The transcript released Monday was the fourth from the hearings the military is holding in private for 14 "high-value" terror suspects who were kept in secret CIA prisons before they were sent to the U.S. facility in Cuba last fall.

Last week, Waleed bin Attash said he helped plan the 1998 embassy bombings in Kenya and Tanzania that killed more than 200 people, according to the transcript. He also said he helped organize the 2000 attack on the USS Cole in which suicide bombers steered an explosives-laden boat into the guided-missile destroyer, killing 17 sailors.

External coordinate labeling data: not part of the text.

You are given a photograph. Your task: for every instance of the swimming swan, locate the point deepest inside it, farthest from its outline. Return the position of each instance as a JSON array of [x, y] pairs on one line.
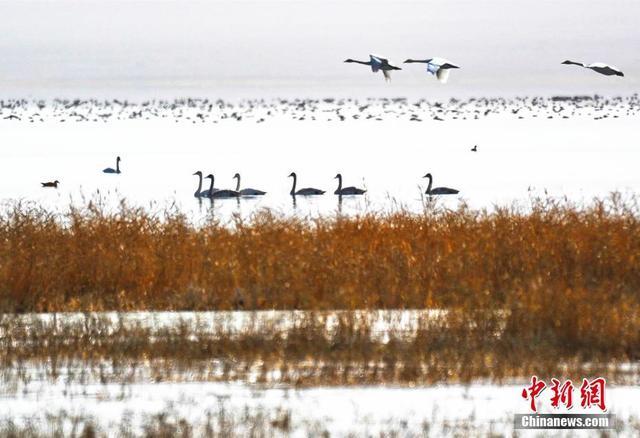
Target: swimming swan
[[217, 193], [438, 190], [347, 190], [246, 192], [303, 192]]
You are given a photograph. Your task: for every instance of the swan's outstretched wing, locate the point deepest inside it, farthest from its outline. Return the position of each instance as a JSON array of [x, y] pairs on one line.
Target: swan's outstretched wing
[[376, 62], [605, 69], [443, 75]]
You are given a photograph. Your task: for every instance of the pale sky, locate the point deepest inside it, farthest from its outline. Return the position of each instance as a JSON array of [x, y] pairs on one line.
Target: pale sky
[[267, 48]]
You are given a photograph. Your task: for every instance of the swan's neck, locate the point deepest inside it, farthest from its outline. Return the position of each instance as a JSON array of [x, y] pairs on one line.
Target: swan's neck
[[199, 185]]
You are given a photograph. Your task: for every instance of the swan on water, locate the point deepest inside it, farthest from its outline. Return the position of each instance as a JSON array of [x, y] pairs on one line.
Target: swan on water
[[598, 67], [246, 192], [347, 190], [198, 193], [112, 170], [436, 66], [308, 191], [220, 193], [377, 63], [438, 190], [53, 184]]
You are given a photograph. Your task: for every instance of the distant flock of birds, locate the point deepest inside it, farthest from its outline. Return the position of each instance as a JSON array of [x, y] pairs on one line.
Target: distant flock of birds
[[216, 193], [199, 111], [439, 67]]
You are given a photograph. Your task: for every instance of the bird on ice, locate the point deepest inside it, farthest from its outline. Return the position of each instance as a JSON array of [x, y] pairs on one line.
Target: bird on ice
[[378, 63], [439, 67], [598, 67]]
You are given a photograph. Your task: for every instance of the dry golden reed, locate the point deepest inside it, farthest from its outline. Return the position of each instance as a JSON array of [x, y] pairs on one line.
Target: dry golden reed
[[554, 256]]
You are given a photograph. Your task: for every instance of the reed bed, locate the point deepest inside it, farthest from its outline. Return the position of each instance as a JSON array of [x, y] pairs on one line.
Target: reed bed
[[552, 289], [91, 259]]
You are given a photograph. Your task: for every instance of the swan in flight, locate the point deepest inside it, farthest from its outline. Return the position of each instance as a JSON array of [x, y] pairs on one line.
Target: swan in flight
[[219, 193], [302, 192], [246, 192], [347, 190], [436, 66], [378, 63], [53, 184], [112, 170], [438, 190], [598, 67]]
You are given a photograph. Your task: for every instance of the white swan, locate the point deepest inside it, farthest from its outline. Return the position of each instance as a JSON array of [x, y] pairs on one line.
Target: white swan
[[378, 63], [220, 193], [436, 66], [598, 67], [246, 192], [112, 170], [438, 190], [308, 191], [347, 190], [207, 193]]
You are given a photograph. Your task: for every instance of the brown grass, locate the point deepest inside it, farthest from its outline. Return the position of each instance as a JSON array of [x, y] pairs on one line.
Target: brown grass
[[556, 256], [543, 291]]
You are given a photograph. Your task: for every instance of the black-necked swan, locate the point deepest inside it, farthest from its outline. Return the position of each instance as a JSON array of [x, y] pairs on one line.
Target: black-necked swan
[[308, 191], [347, 190], [112, 170], [438, 190], [198, 193], [220, 193], [436, 66], [246, 192], [598, 67], [377, 63], [53, 184]]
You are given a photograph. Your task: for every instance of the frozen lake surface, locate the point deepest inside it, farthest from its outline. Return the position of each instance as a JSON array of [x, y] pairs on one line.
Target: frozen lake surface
[[473, 410], [40, 399], [577, 148]]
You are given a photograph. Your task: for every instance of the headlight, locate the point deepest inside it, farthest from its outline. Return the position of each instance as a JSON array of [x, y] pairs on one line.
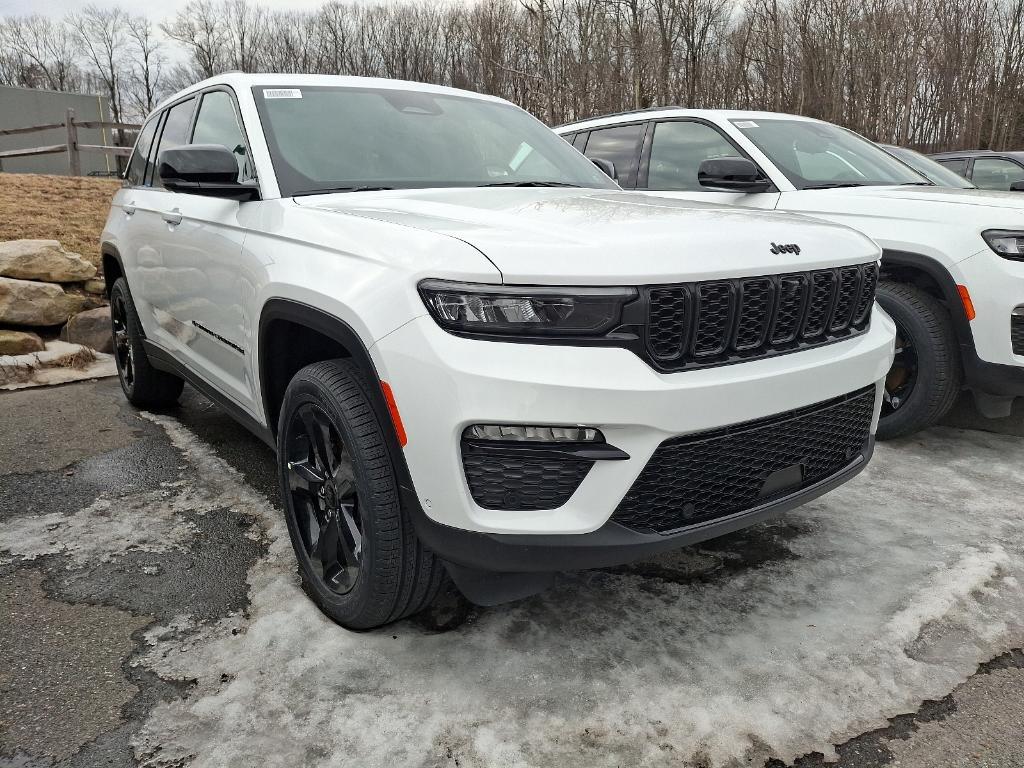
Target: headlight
[[524, 310], [1010, 245]]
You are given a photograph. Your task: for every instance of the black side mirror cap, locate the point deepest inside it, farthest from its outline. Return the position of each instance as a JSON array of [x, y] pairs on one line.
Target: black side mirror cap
[[210, 170], [606, 167], [732, 174]]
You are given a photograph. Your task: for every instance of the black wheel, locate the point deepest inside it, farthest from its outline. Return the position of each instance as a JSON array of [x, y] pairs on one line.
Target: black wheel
[[357, 554], [925, 378], [143, 385]]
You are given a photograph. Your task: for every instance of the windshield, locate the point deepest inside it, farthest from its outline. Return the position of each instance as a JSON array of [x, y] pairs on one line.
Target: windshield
[[935, 172], [819, 156], [339, 138]]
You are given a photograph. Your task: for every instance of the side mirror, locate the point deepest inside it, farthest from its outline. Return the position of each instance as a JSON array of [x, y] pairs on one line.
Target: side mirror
[[204, 169], [732, 174], [606, 166]]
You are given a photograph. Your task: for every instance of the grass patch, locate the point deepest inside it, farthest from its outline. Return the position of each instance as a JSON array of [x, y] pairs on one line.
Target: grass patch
[[72, 209]]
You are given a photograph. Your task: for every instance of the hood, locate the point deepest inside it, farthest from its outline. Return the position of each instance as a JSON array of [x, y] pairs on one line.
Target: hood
[[933, 195], [568, 236]]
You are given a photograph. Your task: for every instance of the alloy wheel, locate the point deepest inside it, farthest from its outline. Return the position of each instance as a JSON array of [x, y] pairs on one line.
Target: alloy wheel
[[324, 496]]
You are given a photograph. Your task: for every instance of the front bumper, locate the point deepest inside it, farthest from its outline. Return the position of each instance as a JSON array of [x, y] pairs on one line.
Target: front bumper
[[443, 383], [996, 287]]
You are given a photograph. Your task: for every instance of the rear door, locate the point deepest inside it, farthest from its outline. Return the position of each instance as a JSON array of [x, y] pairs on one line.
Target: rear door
[[672, 155]]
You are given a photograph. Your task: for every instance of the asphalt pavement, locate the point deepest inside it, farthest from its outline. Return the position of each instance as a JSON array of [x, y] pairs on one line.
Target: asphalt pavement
[[152, 616]]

"I participated in the buying or purchasing of the explosives," bin Attash said when asked what his role was in the attacks.

Also alleged to have been Osama bin Laden's bodyguard at one time, bin Attash is in his late 20s and is a Yemeni who was born in Saudi Arabia, authorities have said. He was captured in 2003.

U.S. intelligence documents allege that bin Attash is a "scion of a prominent terrorist family" that includes his father, Mohammed, who was close to bin Laden, and younger brother Hassan, who has been held at Guantanamo since 2004, arriving at the age of 17.

The release of bin Attash's transcript came five days after the Pentagon released transcripts of hearings for three other detainees at Guantanamo, including Khalid Sheikh Mohammed, who claimed responsibility or partial responsibility for nearly three dozen plots including the 9/11 attacks.

The hearings are being held to determine whether the suspects should be declared "enemy combatants" who can be held indefinitely and prosecuted by military tribunals.